Bowling with four children under eight is a sticky situation, it requires a lot of wrangling and damage control and an inane amount of cheering for any single downed pin. It requires that you keep up the child's enthusiasm for the whole 2 minutes it takes to get a ball pushed by a pre-schooler or toddler actually down to the pins. And thank heaven for bumpers.

The purpose of all this is to make magical childhood memories which will bring us closer as a family, but more importantly, overshadow the multitude of unpleasant memories we have created for them throughout the year, so that as adults, they will reminisce about those wonderful holiday meals and half-birthday cakes and camping trips to the point they will blank on every mundane, grumpy-mommy day in between.
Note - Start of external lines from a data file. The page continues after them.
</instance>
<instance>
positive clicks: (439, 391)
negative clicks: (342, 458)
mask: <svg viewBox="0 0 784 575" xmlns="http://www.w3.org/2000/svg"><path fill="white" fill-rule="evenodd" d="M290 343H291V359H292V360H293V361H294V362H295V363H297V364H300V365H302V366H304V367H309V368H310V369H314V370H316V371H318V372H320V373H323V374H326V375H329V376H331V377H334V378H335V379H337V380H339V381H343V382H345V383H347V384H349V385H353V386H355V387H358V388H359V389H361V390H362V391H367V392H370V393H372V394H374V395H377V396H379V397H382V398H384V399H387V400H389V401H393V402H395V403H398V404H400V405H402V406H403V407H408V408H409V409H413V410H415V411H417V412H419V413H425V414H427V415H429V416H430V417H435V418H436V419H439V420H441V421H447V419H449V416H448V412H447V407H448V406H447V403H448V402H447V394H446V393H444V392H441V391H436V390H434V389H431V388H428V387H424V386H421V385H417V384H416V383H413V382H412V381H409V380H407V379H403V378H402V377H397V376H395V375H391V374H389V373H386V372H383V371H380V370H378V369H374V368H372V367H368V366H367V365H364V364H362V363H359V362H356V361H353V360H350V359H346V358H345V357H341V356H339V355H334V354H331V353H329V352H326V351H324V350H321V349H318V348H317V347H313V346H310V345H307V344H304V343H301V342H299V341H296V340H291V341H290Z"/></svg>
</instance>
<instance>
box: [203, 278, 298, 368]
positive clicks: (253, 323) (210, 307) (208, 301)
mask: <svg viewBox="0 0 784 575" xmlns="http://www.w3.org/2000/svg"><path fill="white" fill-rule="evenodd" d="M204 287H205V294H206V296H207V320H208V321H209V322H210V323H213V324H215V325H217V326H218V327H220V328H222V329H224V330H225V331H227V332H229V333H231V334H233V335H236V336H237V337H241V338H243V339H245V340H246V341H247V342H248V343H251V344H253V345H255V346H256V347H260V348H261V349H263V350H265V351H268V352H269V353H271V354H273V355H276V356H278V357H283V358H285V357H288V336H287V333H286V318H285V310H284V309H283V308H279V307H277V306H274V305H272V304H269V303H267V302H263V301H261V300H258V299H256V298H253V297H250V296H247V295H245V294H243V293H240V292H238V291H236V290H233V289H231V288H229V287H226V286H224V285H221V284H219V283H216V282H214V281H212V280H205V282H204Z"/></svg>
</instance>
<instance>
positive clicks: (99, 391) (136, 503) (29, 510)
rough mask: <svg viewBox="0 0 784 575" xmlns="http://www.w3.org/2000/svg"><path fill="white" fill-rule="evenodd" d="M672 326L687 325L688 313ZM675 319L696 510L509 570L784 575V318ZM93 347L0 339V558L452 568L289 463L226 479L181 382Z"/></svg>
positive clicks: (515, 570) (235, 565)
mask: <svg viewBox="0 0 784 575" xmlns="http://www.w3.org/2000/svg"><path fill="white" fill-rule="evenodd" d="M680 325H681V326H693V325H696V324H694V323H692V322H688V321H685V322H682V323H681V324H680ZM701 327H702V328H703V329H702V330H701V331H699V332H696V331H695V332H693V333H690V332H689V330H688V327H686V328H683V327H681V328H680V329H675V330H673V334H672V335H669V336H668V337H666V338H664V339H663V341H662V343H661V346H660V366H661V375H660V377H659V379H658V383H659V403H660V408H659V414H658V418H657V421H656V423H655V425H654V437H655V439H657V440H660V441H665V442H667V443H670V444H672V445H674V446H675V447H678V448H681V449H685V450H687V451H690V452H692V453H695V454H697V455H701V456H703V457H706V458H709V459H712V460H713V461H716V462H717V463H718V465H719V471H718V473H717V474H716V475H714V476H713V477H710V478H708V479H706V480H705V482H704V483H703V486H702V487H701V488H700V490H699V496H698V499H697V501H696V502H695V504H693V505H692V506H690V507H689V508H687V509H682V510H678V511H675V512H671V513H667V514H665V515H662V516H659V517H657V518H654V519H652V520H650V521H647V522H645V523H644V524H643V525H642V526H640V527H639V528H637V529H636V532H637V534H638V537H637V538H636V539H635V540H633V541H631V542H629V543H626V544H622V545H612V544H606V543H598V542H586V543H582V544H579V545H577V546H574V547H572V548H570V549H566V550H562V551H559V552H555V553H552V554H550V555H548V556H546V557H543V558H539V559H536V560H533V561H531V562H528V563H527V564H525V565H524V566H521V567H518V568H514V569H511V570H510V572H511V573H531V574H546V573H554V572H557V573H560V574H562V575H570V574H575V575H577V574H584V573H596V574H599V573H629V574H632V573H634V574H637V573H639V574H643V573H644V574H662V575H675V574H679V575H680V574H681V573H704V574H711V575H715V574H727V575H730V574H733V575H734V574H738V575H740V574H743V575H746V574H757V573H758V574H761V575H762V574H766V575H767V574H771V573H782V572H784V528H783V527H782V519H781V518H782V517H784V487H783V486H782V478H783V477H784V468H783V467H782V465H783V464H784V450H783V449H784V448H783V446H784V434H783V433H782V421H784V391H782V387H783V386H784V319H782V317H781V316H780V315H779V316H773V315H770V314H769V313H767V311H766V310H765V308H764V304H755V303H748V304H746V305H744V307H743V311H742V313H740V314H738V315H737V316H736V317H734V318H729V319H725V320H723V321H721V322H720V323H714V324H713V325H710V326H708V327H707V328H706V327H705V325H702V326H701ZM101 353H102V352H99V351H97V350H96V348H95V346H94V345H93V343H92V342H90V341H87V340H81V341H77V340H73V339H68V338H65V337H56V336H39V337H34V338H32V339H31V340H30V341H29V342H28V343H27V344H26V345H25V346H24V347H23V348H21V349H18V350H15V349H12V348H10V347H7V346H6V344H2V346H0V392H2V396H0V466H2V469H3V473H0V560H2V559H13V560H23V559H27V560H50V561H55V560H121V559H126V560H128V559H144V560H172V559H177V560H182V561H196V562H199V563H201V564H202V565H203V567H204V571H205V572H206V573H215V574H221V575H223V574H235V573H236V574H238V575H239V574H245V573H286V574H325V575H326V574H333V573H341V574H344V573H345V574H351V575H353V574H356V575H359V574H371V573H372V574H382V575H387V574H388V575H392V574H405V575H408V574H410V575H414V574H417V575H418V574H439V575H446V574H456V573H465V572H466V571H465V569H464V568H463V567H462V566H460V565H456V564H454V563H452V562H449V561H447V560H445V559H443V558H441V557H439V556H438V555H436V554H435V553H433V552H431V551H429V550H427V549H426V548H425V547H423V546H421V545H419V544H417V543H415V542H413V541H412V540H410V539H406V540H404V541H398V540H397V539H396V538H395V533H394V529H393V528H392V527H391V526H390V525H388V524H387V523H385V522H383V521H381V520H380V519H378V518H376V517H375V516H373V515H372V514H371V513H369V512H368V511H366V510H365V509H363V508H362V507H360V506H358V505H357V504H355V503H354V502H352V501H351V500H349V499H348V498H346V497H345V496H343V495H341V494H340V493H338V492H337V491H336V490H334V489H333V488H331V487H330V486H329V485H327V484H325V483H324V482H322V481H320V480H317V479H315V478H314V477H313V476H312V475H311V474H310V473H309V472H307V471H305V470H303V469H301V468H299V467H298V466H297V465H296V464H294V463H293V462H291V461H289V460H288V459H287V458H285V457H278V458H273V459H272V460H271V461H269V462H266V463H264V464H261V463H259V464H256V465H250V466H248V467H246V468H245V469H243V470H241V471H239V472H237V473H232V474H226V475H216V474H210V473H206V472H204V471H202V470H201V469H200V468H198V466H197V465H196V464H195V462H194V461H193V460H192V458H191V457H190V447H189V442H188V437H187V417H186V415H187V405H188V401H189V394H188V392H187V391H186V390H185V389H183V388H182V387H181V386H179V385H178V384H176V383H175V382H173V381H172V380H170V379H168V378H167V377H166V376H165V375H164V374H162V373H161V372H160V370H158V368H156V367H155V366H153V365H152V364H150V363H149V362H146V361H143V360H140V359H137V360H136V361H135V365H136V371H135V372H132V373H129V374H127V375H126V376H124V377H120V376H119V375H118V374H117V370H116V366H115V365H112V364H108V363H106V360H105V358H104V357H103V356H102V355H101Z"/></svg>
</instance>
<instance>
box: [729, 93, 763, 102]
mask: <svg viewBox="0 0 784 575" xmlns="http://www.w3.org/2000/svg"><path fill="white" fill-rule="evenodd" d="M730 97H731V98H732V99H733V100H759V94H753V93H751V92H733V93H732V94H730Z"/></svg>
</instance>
This year we had some extended family with us, which I felt added to the festivity and the "magical memory" factor. Lots of joyous cheering characterized the first part of the game and fabulous childhood memories were being made left and right.

Then, as the final scores began to loom closer, my eight-year old son decided family unity was overrated. He was out to win, and he was committed to verbally taking down anyone who threatened his winning title.

Of course, his competition was the remaining players on the bumper team, which consisted of a six (sister and greatest rival), two threes, and an 18-month old. I was irritated by the absurdity of this boy wanting to competitively squash tiny children, I embarrassed by the gross selfishness of his cheering, "I hope you get zero pins!" and his angry stomping when anyone else succeeded. But mainly, I was cross because he was attempting to thwart the magical memories that, dangit, were going to be had here.

I handled it poorly. I dragged him aside and threatened and scolded, and shortly thereafter when he finally did win, I was aloof. Then he was hurt, and I smugly explained in very grown-up and boring terms how this is why you want people to be happy for you and therefore you should cheer on others because we love our family, etc. Then I realized that I was being immature and reactionary and congratulated him.

At the day's end, I was forced to slightly spin the events to ensure the proper, positive memories were recounted and reinforced into the neuropathways which lead to the "happy childhood" part of the brain.

Stay tuned for the exciting conclusion to see if it worked. (Will blogs still exist in 2038?)

2 comments:

Unknown said...

Val... I laughed so hard... remember trying to stop older daughter compete with younger... and Tommy; competing with my grandson 5 years younger... but the drive to WIN is very strong in kids.... we go bowling every summer... 12 yr old Matt was bummed out when his 5 yr old bro beat him... "but he cheated .. he had bumpers.." gotta love em...

Anonymous said...

we LOVE bowling! luckily my 2 1/2 y.o. hasn't complained about being the official "ball watcher" yet! Last time we went, K. beat me & she is only 4! wish i could have bumpers!